Met Christina aan tafel

De maaltijd die Christina liet bereiden, bestond uit zes gangen met in totaal 57 schotels, gevolgd door een dessert van zestien schotels. De opmaak van de schotels was zeer kunstig, zozeer zelfs dat je afvraagt of het eten nog wel lekker was. De complete tafel was een voorstelling, waarbij ieder gerecht zijn symbolische functie had. De zes gangen worden vanaf het buffet in de eetzaal of rechtstreeks vanuit de keuken geserveerd, dus afwisselend koude of lauwwarme gerechten, en hete gerechten.

Een paar voorbeelden. Het eerste gerecht van de eerste koude gang bestaat uit aardbeien met suiker en marsepein. Dit zouden wij als toetje eten, maar bij Stefani is de eerste gang die vanaf het buffet werd geserveerd een voor ons vreemde combinatie van hartige en zoete gerechten. Maar het is niet zomaar een schaaltje aardbeien! De aardbeien liggen in een stapel op een schotel met een brede rand. Op die rand staan schelpen van suikerwerk, ook al gevuld met aardbeien, en tussen de schelpen in zitten vogeltjes van marsepein die met hun snaveltjes in de aardbeien lijken te pikken. Andere gerechten in deze gang zijn bijvoorbeeld een soep van vette duiven gekookt in melk en malvezij (zoete wijn) met pistachemelk, en vergulde marsepeinen rozen op de rand, en aan het spit gebraden snippen, geserveerd in een achthoekige deegkorst met harpijen en slangen op de hoeken, met in het midden een Hercules van marsepein, worstelend met een leeuw van marsepein. Bij de snippen horen aalbessensaus en gekonfijte anjers.

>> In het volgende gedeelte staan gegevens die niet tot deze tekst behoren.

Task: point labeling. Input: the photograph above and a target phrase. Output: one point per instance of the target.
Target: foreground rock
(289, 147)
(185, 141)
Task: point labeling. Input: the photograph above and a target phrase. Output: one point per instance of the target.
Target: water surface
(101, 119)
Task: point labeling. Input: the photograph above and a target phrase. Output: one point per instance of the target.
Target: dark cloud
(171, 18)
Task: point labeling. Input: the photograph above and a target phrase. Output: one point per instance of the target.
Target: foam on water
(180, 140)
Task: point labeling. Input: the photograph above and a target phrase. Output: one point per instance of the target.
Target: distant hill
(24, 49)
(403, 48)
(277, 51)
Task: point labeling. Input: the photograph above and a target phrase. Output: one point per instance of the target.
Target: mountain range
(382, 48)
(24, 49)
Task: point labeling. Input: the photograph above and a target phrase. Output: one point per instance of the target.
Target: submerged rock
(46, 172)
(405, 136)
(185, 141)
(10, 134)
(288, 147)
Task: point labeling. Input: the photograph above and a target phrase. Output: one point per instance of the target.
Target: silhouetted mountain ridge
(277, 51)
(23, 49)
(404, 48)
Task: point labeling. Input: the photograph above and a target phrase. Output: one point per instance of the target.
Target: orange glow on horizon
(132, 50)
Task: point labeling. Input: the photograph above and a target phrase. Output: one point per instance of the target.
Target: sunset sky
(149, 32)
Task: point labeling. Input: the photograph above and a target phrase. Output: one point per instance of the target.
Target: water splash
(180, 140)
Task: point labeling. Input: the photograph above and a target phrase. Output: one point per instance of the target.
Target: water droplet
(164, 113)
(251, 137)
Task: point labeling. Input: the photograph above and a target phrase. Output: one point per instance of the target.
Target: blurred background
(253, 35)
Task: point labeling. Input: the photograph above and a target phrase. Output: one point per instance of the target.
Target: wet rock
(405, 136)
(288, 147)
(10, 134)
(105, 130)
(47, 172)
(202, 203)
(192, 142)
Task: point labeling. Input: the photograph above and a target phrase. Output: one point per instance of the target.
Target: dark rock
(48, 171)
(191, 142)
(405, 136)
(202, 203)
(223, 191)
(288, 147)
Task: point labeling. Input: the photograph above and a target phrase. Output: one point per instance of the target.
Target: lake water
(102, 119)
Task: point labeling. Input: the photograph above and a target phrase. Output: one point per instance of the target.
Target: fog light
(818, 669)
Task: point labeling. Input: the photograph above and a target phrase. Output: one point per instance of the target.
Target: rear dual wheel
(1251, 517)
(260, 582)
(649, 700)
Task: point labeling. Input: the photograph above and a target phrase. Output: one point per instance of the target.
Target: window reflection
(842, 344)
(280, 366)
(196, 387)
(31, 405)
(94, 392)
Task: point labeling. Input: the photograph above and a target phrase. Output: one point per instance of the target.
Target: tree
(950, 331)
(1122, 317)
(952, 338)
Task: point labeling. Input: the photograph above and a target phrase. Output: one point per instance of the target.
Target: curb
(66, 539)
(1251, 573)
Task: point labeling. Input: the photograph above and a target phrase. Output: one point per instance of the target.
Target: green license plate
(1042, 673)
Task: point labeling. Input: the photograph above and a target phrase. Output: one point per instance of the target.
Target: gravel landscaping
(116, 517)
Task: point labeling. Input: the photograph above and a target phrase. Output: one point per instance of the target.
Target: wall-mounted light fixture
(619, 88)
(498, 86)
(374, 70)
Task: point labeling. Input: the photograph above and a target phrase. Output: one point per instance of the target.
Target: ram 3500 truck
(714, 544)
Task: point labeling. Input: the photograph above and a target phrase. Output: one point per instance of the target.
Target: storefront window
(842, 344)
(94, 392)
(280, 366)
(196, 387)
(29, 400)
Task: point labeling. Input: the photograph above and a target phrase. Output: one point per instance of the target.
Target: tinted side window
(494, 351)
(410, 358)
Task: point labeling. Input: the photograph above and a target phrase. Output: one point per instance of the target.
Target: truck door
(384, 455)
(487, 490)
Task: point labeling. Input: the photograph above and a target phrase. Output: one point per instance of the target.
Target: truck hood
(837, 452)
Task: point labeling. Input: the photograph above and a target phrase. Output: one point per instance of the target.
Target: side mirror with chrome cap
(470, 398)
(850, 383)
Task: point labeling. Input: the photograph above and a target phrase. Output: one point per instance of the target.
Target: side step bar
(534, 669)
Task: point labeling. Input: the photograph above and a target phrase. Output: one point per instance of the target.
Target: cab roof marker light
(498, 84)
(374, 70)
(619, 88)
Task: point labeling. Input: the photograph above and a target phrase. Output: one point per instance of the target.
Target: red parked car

Bij de volgende gang met warme gerechten van de keuken komt een grote schotel met in melk gekookte kalfskoppen op tafel, waarvan de tong gelardeerd is met sukade. De kalfskoppen zijn afgewisseld met gevulde geitenkoppen. Rondom ligt bloemkool (misschien bereid naar het recept hieronder), gebakken kippenlevertjes en truffels, alles bestrooid met pistaches. In het midden staat een slager, gesneden uit een stuk kaas (cascio lodigiano), die op het punt staat een kalfskop te villen.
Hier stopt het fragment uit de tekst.